Flat Feet: The absence of a discernible foot arch when standing.
Flat feet, also known as pes valgus or pes planovalgus, is a health problem in which the foot lacks a normal arch when the affected person is standing. The arch on the foot’s inside edge (i.e., medial longitudinal arch) is the structure affected by this condition. The entire foot, including the midfoot, will touch the floor in individuals with flat feet. Flat feet is usually a painless condition, and it may be caused by traumatic injuries, age-related degenerative changes, or other factors. This condition may cause problems in other lower extremity joints, including the ankles and knees.
Flat feet is among the most common foot problems affecting adults. This health problem occurs when the tendons that bind the foot together become loose. As a person grows, these tendons should tighten to help form the foot’s medial longitudinal arch. This tendon tightening occurs in most people by the age of three.
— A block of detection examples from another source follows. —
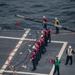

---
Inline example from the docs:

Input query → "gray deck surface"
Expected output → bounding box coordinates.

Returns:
[0,30,75,75]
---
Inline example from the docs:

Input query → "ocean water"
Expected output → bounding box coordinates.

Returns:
[0,0,75,29]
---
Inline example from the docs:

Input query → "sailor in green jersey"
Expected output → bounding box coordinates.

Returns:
[53,56,60,75]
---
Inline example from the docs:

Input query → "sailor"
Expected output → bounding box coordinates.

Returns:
[35,38,42,60]
[55,17,59,34]
[47,26,52,42]
[42,29,48,46]
[65,46,74,65]
[15,21,20,26]
[53,56,60,75]
[40,35,46,54]
[32,46,39,65]
[43,16,47,29]
[30,50,36,71]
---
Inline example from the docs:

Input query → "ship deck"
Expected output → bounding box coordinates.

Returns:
[0,29,75,75]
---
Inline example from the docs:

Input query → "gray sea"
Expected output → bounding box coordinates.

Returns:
[0,0,75,29]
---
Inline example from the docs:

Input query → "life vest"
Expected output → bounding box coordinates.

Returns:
[67,49,73,56]
[55,20,59,25]
[30,52,36,59]
[33,47,38,53]
[43,17,47,22]
[54,60,60,66]
[15,21,20,26]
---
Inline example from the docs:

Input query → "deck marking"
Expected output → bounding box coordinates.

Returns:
[0,36,36,41]
[0,36,68,75]
[49,41,68,75]
[0,29,30,74]
[4,70,48,75]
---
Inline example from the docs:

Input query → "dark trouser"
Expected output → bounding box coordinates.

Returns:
[53,66,60,75]
[56,27,59,34]
[48,34,51,42]
[43,24,47,30]
[32,58,36,69]
[65,55,73,65]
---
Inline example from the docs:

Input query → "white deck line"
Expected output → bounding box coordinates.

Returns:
[49,41,68,75]
[4,70,48,75]
[0,29,30,73]
[0,36,36,41]
[0,36,68,75]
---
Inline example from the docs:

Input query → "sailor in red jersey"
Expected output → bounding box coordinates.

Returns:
[36,39,42,59]
[47,27,52,42]
[42,29,48,46]
[30,50,36,71]
[40,35,46,54]
[43,16,47,29]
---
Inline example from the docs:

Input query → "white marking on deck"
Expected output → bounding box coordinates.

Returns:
[0,35,68,75]
[0,36,36,41]
[4,70,48,75]
[49,41,68,75]
[0,29,30,74]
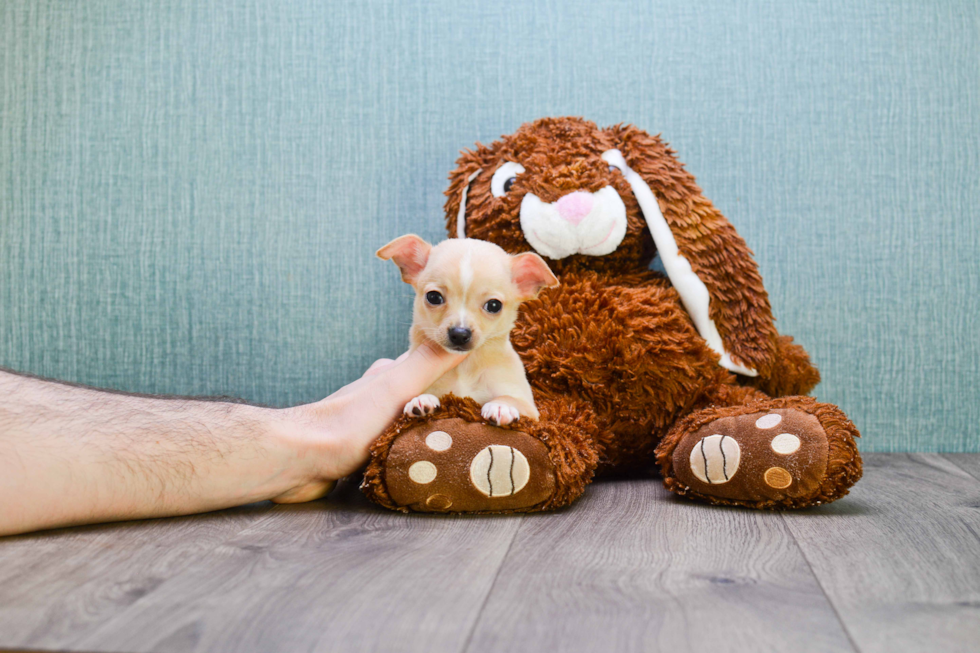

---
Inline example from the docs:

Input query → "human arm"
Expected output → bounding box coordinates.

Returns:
[0,344,462,535]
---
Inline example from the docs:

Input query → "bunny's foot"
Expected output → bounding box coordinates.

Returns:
[657,397,861,508]
[361,395,598,513]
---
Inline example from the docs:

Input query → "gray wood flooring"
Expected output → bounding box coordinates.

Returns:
[0,454,980,653]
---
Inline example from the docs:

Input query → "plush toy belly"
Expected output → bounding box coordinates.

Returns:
[511,272,736,470]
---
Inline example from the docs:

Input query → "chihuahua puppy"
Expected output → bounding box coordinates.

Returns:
[377,234,558,425]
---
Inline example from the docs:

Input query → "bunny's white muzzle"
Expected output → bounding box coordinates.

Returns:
[521,186,626,260]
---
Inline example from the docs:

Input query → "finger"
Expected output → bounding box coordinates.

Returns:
[272,481,337,503]
[378,341,466,404]
[363,358,395,376]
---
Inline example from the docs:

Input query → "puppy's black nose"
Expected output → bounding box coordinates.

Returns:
[449,327,473,347]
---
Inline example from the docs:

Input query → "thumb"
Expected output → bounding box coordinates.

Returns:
[377,340,466,403]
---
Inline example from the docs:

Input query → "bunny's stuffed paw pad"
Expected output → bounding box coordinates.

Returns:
[673,408,829,507]
[384,418,555,512]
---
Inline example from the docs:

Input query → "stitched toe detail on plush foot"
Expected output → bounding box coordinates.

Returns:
[673,408,828,504]
[384,418,555,512]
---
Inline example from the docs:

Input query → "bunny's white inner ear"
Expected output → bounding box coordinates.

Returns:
[602,145,758,376]
[456,169,483,238]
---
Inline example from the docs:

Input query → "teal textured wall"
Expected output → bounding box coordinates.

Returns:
[0,0,980,451]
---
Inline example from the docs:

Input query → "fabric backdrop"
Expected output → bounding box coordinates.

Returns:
[0,0,980,451]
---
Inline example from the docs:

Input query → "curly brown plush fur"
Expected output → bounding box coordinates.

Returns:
[367,118,861,509]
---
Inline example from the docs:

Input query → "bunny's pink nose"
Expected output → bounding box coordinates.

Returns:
[558,191,592,225]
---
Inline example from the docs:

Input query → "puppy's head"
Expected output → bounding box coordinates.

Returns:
[378,234,558,351]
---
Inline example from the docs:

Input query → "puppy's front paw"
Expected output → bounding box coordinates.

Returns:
[405,395,439,416]
[480,401,521,426]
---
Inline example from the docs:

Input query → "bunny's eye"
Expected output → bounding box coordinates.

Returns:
[490,161,524,197]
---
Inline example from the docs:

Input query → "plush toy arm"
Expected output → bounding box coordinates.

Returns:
[603,127,776,377]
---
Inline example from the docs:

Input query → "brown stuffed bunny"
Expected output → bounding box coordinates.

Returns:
[363,118,861,512]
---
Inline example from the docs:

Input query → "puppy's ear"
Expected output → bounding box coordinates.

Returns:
[603,125,776,377]
[510,252,558,302]
[377,234,432,285]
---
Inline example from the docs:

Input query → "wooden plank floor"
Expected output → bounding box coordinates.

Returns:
[0,454,980,653]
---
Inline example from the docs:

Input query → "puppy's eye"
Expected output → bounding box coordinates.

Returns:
[490,161,524,197]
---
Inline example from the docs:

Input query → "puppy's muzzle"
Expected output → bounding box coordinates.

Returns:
[448,327,473,351]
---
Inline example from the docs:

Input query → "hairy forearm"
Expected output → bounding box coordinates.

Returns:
[0,371,307,535]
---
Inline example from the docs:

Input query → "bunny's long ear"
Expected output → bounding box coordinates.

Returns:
[446,143,491,238]
[602,125,776,377]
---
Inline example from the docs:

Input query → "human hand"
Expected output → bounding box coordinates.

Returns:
[272,342,466,503]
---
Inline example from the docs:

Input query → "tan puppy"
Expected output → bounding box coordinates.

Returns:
[378,234,558,425]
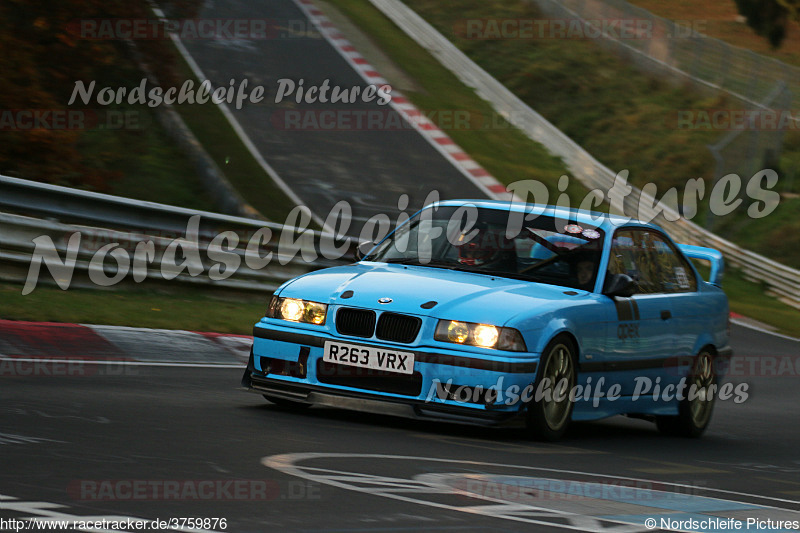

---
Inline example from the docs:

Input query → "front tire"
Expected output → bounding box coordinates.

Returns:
[656,349,717,438]
[527,336,577,441]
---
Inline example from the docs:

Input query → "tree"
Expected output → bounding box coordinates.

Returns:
[736,0,800,48]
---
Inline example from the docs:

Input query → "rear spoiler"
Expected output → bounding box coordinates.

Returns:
[678,244,725,287]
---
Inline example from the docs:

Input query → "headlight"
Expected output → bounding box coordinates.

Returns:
[267,296,328,326]
[433,320,528,352]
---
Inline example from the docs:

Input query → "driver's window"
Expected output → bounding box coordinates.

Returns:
[608,229,663,294]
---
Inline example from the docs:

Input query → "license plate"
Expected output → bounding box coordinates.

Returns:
[322,341,414,374]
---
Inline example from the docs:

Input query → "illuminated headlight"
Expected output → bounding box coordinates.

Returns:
[267,296,328,326]
[433,320,528,352]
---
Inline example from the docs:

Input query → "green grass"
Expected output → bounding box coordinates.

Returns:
[318,0,800,336]
[0,282,269,334]
[169,51,294,222]
[79,106,217,211]
[722,270,800,338]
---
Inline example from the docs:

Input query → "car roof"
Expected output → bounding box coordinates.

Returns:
[438,199,663,231]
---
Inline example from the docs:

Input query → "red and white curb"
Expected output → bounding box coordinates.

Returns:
[0,320,253,368]
[294,0,514,200]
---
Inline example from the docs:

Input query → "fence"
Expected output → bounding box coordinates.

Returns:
[370,0,800,309]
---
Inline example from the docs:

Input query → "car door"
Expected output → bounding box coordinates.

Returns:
[604,228,675,396]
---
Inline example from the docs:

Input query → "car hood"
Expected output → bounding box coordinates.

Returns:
[280,262,589,326]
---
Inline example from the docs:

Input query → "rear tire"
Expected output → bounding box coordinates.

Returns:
[262,394,311,411]
[527,335,577,441]
[656,348,717,438]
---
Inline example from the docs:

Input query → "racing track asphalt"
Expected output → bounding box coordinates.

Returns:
[177,0,486,235]
[0,326,800,532]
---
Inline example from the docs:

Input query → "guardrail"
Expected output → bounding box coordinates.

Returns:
[0,176,355,291]
[370,0,800,309]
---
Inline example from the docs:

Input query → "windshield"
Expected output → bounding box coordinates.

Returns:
[364,206,604,291]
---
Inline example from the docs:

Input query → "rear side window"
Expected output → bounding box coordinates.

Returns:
[608,229,697,294]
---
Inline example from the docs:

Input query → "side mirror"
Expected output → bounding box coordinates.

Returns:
[355,241,375,261]
[603,274,636,298]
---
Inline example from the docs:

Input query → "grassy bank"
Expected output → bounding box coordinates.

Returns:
[0,282,269,334]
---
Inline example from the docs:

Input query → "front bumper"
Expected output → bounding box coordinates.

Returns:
[242,322,538,426]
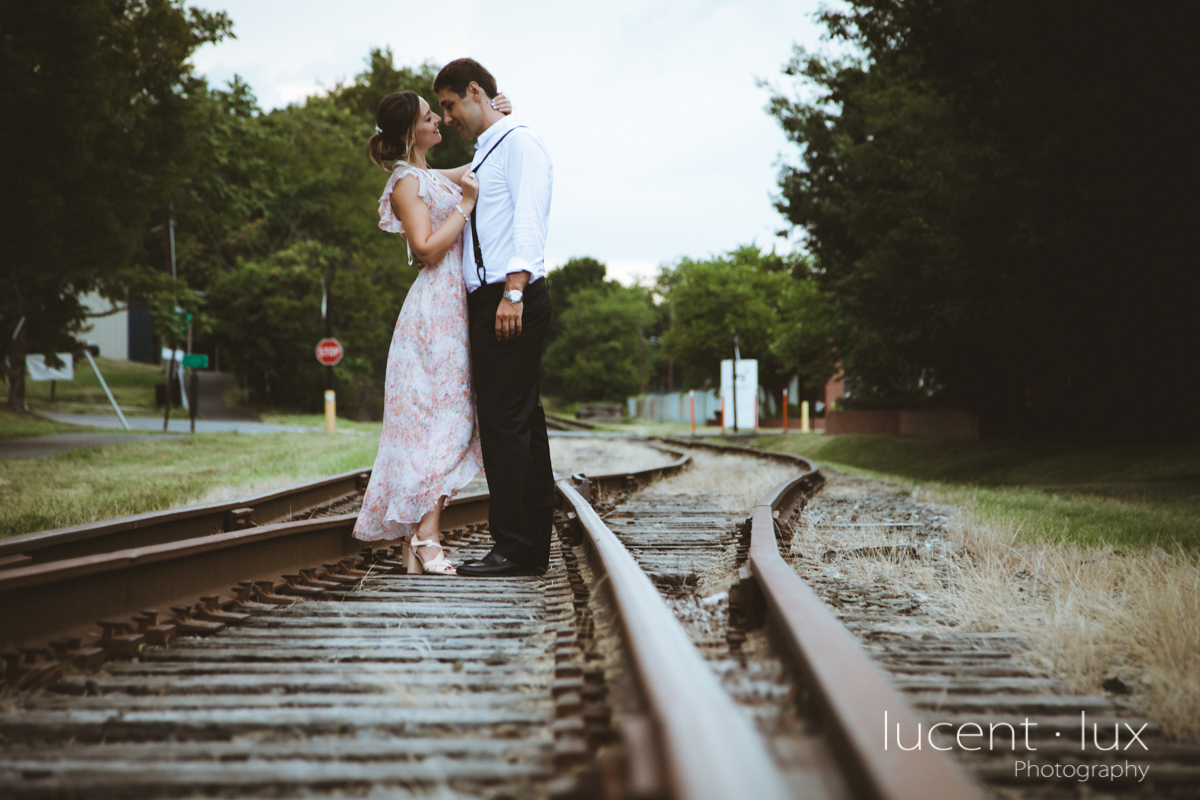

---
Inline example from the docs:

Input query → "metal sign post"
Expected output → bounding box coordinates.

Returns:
[317,338,346,433]
[184,355,209,433]
[83,348,130,431]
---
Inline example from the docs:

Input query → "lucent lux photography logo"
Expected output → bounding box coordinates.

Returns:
[883,710,1150,783]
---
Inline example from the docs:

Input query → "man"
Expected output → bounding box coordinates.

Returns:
[433,59,554,576]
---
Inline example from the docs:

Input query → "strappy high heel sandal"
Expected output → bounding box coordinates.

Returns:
[403,534,455,575]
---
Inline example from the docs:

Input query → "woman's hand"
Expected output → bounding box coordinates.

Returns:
[461,173,479,213]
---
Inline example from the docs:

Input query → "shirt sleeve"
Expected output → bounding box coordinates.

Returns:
[504,131,554,278]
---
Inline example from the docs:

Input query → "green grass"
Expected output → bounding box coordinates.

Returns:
[0,408,112,439]
[25,357,187,419]
[0,428,378,536]
[754,434,1200,549]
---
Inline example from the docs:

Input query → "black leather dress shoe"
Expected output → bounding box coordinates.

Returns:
[457,551,536,578]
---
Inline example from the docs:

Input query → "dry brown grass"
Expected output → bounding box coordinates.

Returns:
[947,511,1200,739]
[793,470,1200,740]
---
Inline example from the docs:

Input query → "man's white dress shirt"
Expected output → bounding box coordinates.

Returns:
[462,116,554,293]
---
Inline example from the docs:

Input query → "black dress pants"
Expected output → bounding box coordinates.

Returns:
[467,278,554,570]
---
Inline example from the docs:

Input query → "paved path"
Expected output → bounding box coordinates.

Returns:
[42,414,325,433]
[0,434,179,461]
[188,371,263,429]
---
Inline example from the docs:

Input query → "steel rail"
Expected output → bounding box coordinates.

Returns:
[0,492,490,646]
[666,439,984,800]
[573,444,691,500]
[557,479,791,800]
[0,447,690,646]
[0,469,371,573]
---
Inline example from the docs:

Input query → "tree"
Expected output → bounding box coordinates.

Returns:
[546,255,608,348]
[660,246,800,395]
[770,0,1195,435]
[0,0,230,410]
[542,283,652,402]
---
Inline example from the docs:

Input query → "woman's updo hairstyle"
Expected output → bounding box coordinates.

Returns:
[367,91,421,173]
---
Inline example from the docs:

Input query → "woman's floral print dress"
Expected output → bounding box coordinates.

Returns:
[354,162,484,541]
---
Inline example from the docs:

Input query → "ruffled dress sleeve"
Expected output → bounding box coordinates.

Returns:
[379,161,430,234]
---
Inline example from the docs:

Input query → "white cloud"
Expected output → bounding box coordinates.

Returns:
[194,0,844,268]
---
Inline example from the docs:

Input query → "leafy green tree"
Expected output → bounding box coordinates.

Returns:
[209,241,341,408]
[0,0,230,410]
[546,255,608,347]
[660,246,800,395]
[330,47,475,168]
[770,0,1196,435]
[542,283,653,402]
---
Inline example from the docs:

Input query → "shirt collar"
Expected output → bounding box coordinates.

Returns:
[475,114,517,150]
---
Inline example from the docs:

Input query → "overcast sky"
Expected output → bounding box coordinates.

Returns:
[194,0,844,282]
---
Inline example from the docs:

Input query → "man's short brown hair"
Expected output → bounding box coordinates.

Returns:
[433,59,496,100]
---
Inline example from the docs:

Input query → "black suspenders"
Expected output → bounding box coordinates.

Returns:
[470,125,528,287]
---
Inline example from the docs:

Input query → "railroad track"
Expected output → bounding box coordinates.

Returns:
[0,441,1180,800]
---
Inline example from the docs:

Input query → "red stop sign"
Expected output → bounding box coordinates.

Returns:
[317,339,344,367]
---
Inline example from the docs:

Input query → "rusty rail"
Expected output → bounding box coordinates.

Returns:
[0,469,371,566]
[0,493,488,646]
[666,439,983,800]
[558,479,791,800]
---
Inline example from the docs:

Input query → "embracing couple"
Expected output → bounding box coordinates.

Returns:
[354,59,554,576]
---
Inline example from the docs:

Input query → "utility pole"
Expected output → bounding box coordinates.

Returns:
[320,278,334,392]
[637,318,646,397]
[730,331,738,433]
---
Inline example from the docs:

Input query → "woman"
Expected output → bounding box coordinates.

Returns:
[354,91,510,575]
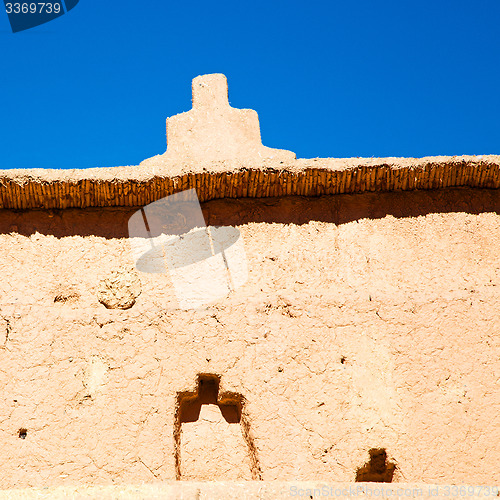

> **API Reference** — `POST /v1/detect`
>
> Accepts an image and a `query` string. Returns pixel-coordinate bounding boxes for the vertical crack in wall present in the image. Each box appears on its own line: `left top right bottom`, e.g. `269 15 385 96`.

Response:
174 374 262 480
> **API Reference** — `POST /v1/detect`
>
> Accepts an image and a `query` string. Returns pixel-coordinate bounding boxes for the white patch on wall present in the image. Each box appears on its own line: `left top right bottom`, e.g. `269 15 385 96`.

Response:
83 356 108 397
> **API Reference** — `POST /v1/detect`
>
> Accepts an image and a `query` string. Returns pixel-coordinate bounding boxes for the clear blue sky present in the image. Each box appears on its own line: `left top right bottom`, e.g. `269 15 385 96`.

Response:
0 0 500 168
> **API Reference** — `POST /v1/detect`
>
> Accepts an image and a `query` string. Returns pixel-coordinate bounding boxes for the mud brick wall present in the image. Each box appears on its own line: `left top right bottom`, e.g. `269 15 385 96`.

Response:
0 188 500 488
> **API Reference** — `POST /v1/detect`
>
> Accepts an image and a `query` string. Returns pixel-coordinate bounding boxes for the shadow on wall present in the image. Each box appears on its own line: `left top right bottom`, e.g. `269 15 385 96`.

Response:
0 188 500 238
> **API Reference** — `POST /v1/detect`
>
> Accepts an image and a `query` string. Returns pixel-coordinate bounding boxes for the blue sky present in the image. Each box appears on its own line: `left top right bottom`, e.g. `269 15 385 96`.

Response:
0 0 500 168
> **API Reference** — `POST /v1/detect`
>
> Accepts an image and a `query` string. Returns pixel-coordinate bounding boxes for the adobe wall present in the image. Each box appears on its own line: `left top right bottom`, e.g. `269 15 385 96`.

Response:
0 188 500 489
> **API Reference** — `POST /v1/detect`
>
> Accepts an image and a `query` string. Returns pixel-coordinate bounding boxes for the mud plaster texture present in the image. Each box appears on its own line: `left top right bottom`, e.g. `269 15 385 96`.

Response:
0 188 500 489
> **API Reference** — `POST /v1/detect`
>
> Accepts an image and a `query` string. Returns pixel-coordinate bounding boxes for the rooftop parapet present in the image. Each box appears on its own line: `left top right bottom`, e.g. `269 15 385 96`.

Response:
141 73 295 165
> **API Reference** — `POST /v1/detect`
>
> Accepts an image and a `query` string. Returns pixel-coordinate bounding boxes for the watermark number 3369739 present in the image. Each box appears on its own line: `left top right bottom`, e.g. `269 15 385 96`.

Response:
4 0 79 33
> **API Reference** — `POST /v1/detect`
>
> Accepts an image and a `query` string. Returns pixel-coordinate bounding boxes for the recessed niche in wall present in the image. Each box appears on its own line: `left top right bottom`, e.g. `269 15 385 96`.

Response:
174 374 261 481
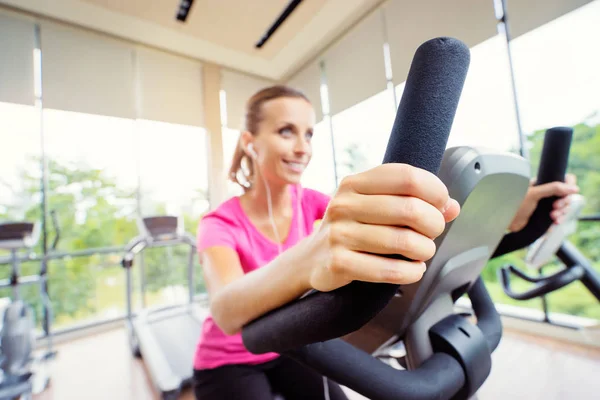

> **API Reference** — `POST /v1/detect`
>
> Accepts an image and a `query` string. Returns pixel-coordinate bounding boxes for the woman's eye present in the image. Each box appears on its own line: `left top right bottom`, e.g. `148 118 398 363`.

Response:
279 127 293 136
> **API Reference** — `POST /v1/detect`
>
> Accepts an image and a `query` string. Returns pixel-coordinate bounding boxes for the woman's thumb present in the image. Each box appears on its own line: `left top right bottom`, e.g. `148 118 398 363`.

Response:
533 181 579 200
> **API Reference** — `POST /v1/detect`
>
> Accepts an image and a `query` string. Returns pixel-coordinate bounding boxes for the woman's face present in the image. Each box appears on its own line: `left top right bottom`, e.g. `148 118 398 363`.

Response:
247 97 316 185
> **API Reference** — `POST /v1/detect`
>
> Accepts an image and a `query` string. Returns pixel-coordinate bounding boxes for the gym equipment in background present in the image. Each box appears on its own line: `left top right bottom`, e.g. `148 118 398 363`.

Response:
498 194 600 301
122 216 206 399
0 222 55 400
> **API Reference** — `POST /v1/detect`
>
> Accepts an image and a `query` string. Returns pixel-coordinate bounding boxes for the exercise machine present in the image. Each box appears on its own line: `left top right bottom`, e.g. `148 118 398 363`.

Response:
122 216 206 399
498 194 600 301
0 222 55 400
242 38 570 400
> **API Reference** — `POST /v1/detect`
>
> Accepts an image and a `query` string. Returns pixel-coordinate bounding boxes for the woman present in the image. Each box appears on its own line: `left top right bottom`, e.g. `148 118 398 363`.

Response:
194 86 576 400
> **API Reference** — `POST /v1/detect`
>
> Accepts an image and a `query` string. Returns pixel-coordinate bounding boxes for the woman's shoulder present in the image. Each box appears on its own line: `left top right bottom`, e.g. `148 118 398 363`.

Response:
200 197 240 226
302 188 331 206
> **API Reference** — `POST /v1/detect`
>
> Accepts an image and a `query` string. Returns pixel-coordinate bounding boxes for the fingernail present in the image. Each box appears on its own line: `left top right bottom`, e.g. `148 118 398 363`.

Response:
442 198 452 214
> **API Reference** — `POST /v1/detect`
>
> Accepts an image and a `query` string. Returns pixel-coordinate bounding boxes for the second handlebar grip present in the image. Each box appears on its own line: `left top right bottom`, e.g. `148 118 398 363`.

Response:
242 37 470 353
492 127 573 257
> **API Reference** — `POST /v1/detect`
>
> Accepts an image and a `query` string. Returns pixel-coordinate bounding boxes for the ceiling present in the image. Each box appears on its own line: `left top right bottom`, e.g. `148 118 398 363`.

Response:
0 0 382 80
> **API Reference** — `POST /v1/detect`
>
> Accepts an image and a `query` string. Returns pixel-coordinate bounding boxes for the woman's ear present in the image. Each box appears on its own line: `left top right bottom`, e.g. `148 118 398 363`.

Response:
240 131 254 158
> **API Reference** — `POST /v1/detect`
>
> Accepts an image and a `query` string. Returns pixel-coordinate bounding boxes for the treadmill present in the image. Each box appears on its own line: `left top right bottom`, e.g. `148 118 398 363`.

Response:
122 215 208 400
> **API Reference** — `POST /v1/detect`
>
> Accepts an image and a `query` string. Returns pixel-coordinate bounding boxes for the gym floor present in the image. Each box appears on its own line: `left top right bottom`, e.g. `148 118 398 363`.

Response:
34 329 600 400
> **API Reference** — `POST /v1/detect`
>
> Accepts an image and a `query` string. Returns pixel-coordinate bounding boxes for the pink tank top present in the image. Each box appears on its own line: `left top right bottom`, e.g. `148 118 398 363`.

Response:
194 185 329 369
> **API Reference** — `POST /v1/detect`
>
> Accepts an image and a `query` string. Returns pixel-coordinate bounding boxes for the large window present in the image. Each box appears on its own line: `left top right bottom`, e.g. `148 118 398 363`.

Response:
0 102 41 221
332 88 396 183
509 1 600 319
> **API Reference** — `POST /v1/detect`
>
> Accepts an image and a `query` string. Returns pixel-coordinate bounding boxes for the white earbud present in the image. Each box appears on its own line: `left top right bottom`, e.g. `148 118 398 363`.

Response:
248 143 258 159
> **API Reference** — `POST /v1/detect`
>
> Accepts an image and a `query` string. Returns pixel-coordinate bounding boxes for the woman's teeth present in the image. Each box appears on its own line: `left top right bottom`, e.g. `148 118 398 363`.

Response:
284 161 304 171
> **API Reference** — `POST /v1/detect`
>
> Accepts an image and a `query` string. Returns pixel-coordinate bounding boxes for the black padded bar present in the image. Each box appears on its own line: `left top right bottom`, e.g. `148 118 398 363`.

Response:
498 265 585 300
556 241 600 301
492 127 573 258
242 38 470 354
286 339 465 400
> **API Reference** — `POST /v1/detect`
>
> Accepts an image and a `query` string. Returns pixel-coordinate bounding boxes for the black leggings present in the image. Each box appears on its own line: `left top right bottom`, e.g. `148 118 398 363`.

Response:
194 357 348 400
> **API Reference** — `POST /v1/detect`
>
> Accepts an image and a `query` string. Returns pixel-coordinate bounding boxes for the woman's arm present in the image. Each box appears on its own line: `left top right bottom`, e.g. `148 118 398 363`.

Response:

Flat feet may be painless in most adults, but this condition can lead to low back pain in certain individuals. If left unchecked, flat feet may impair a person’s ability to walk, climb stairs, and wear shoes, and this condition can interfere with the normal alignment of the legs. Flat feet can be flexible and floppy, or it can involve rigidity and lack of motion, depending on the underlying cause of this musculoskeletal health problem. A person may develop a flat foot on one or both sides of his or her body.
Signs & Symptoms
Some of the most common signs and symptoms associated with flat feet include:
- Heel or arch aches
- Decreased ability to stand on the toes
- Swelling along the medial longitudinal arch
- Foot pain caused by long periods of standing
- Decreased ability to participate in certain sports or athletic activities
Flat feet may be caused by numerous factors or other health problems. Possible causes of this foot condition include:
- Tendon injury or illness
- Neuromuscular disorders (e.g., cerebral palsy)
- Conditions causing extremely flexible soft tissues
- Tight Achilles tendons (also known as equinogenic flatfoot)
Flat feet may, in rare cases, be caused by a condition called tarsal coalition. Tarsal coalition occurs when two or more of the foot’s tarsal bones—the small bones near the ankle—fuse. Tarsal coalition-related flat feet usually cause pain or discomfort.
Factors that may increase a person’s risk for flat feet include:
- Excessive bodyweight
- Traumatic foot or ankle injuries
- Rheumatoid arthritis (about 50 percent of people with RA develop flat feet)
Flat feet treatment depends on the underlying cause of the condition, the symptoms a person is experiencing, and the likelihood of the condition progressing.
Many people who have flat feet benefit from exercises that return the big toe to its normal anatomical position; that is, splayed away from the second toe. Proper toe orientation may be achieved with gentle stretching, the use of Correct Toes toe spacers, and the wearing of men’s or women’s footwear that’s widest at the ends of the toes. A foot on a flat surface (without heel elevation or toe spring) and with toes splayed provides the basis of a strong arch, even if the arch is lower than what’s considered “normal.”
Stretching exercises for the Achilles tendon and calf muscles are a conservative treatment technique that may help improve flexibility in the back of the lower leg. However, the effectiveness of a stretching program may be negated if a person wears shoes that possess heel elevation (Note: Wearing a shoe that possesses heel elevation may accelerate the foot deformity in individuals with equinogenic flat feet). Dropping the back of the heel will increase the stretch on these structures. Consider slowly and progressively lowering the back of the heel to help the posterior lower leg structures adjust. Try wearing low-heeled shoes for a while before switching to flats.
In rare instances, a person with flat feet may require surgery to lengthen the Achilles tendon if he or she is unable to achieve proper flexibility in this tendon and/or the calf muscles. A person with flat feet should exhaust all conservative care methods before undergoing Achilles tendon-lengthening surgery.